According to plans, the Rev. W. N. Lono and Rev. Parker, are the makua that will conduct the consecration. The choir will sing some old songs.

Something great that will be witnessed that day will be the hearing of the ringing of the bell of the first church of Kaumakapili which stood on Beritania Street. The bell was forged in 1910 by Mr. Henry Hooper, and that same year it was brought to Hawaii nei and placed in the steeple of Kaumakapili.

When the second Kaumakapili was built at the same location, this bell was used for meetings. When this church was consumed by fire in 1900, this bell was taken to Maemae Church where it was used until it was brought back to this new Kaumakapili Church. S. M. Kanakanui, a member of the board of trustees, will be the one ringing the bell this Sunday.

(Aloha Aina, 6/24/1911, p. 1)


Ke Aloha Aina, Buke XVI, Helu 25, Aoao 1. Iune 24, 1911.

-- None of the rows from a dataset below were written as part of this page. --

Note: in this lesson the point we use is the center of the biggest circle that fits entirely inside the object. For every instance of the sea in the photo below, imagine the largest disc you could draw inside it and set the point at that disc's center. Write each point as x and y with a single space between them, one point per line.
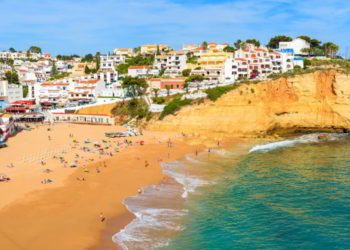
287 194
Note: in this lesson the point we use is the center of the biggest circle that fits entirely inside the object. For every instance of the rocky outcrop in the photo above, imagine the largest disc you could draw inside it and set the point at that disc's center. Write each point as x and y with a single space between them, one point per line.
312 102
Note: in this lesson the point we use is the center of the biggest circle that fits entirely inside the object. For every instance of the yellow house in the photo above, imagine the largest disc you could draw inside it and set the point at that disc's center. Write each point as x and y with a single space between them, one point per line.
79 68
214 59
152 48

Plans for Independence Day, 1885.

The heads of the nation are planning on a great celebration on the 28th of November, that being La Kuokoa. Therefore, there will be a parade on that day; a speech by Robert Hoapili Baker [R. Hoapili Beka] at Kaumakapili for independence day, the one that we are questioning as to whether he has a brain that can compose a speech for that day by himself; and a banquet for the benefit of Kaumakapili Church after the activities at the church are through. This is something new that we see, that the heads of the nation themselves are doing this, and not the makaainana. Perhaps it was seen that the makaainana were neglectful in observing this day because of their lack of trust in the ministers of the government.

(Ko Hawaii Pae Aina, 11/14, 1885, p. 2)

Ke manao nei na luna aupuni...

Ko Hawaii Pae Aina, Buke VIII, Helu 46, Aoao 2. Novemaba 14, 1885.